What are the words? "I just want out."
That's it. That's all it takes for me to know that I have a client who is about to sign his life away. I've seen it hundreds of times. She works him over emotionally for months, in some cases, for years. By the time he's in my office, he's lost birthdays, holidays, countless weekends and midweek dinners with his kids. He's answered hundreds of inane questions, and produced mountains of financial documents. It's at this point, when he's reached the end of his emotional rope, where he makes spectacularly bad decisions. He will agree to a lifetime of non-modifiable spousal support and is as flexible to her as a pair of pantyhose.
"I just want out" is the dying refrain of a man in a divorce. It's painful to watch. I spend hours talking beaten-down men off the cliff of "I just want out." I remind them that the deals they make today have to be paid tomorrow. I tell them to go to Vegas, get drunk, do anything to get some distance and all will be better in the morning.

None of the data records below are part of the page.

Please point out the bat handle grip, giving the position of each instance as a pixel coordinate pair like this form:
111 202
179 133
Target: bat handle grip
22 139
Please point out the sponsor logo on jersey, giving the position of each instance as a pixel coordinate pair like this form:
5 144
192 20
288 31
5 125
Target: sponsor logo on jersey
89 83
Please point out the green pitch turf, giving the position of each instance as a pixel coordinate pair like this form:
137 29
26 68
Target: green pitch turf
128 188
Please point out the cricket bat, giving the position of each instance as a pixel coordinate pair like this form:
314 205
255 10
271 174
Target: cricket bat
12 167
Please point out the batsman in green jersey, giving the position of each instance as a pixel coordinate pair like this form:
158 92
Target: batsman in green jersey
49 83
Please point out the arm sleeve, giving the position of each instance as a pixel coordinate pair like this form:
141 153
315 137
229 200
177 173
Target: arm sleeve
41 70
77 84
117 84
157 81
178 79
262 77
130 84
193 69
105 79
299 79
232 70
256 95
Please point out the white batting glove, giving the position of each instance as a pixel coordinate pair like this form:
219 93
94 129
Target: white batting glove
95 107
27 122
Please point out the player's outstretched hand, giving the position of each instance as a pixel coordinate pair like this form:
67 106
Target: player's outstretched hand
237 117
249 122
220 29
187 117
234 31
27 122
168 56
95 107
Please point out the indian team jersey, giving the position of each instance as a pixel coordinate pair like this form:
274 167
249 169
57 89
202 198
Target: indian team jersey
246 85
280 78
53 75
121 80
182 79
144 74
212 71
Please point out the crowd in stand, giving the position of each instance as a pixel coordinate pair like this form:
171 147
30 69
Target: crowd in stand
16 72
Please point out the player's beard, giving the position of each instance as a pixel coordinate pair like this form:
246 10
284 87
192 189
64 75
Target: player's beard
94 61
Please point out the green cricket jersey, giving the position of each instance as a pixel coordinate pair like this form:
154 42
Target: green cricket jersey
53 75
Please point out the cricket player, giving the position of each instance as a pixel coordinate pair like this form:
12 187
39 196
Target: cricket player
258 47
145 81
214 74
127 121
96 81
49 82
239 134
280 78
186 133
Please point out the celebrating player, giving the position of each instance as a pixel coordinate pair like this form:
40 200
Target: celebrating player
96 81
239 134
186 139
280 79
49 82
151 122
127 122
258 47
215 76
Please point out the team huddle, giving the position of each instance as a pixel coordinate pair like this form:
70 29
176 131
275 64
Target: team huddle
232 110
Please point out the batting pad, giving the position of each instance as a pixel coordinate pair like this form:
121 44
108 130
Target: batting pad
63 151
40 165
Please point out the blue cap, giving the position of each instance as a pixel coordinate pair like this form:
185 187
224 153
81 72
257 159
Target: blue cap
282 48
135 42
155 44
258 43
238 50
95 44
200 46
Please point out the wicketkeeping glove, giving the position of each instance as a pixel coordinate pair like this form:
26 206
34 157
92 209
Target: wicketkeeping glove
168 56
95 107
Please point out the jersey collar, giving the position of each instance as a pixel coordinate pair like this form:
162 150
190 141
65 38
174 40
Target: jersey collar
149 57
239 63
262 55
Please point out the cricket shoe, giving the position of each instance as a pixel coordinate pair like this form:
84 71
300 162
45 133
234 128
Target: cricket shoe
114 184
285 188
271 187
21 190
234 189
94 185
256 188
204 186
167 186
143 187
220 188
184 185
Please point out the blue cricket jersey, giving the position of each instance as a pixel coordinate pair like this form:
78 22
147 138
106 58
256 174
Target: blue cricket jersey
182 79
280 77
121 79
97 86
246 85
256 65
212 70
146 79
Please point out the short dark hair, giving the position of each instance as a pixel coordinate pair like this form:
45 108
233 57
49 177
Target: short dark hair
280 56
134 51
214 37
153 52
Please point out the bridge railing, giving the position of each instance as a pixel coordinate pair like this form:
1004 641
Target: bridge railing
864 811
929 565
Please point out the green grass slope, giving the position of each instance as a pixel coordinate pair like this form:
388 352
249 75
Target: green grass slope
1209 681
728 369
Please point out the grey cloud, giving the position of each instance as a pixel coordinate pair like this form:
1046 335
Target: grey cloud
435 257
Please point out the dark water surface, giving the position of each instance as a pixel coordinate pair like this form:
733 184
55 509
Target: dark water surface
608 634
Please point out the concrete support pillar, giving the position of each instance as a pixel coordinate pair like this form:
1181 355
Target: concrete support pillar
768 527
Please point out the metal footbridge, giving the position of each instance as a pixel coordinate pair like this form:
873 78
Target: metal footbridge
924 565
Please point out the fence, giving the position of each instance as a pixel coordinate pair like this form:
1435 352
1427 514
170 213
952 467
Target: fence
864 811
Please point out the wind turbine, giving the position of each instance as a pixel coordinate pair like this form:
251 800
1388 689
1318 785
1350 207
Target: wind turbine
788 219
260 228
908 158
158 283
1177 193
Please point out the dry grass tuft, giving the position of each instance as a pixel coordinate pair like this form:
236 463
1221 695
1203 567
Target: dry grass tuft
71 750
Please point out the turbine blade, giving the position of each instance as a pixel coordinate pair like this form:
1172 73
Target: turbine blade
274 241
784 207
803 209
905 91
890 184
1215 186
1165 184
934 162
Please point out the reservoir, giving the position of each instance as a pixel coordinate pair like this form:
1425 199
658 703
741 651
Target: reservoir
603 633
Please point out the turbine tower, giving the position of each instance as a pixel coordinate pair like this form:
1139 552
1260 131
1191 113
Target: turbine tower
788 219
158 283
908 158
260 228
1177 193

Keeping a man's spirits up during the lengthy process of a contested divorce is a major role and purpose for a lawyer like me. My job is not just to fight for the visitation schedule that a father deserves but to keep his resolve to leave the marriage with as much money as she gets. It's my job to create an exit plan for the spousal support and to have my eye on his future. Because in the fog of war - he can't see.
I remind my men that in a few months they'll lose the "Partner Pudge" they put on, he'll be out in a bar or hanging out with friends, and the game will have changed from when he was married. Frequently my pep talks work. In those cases, when I've used every argument I have to keep him from giving up and I succeed, invariably he comes back to me in a year and thanks me. He tells me I was right. He's realized that there are many more women out there for him, that he has found a way to make the time with his children count, and he's grateful that he didn't sign his life away because he was thinking "I just want out."
Guiding a man through the "Danger Zone" is difficult, painful, and frequently frustrating. And oftentimes no matter how much I warn a client what may be in his future, many feel that it won't happen to them. Maybe it's a 'guy" thing. The reality is that we all want to throw up our hands sometimes and scream, "Enough!" But in the all too frequently rough and tumble world of divorce, where words slice like daggers and false statements are often viewed as fact, that surrender flag a man waves can actually be the start of another battle."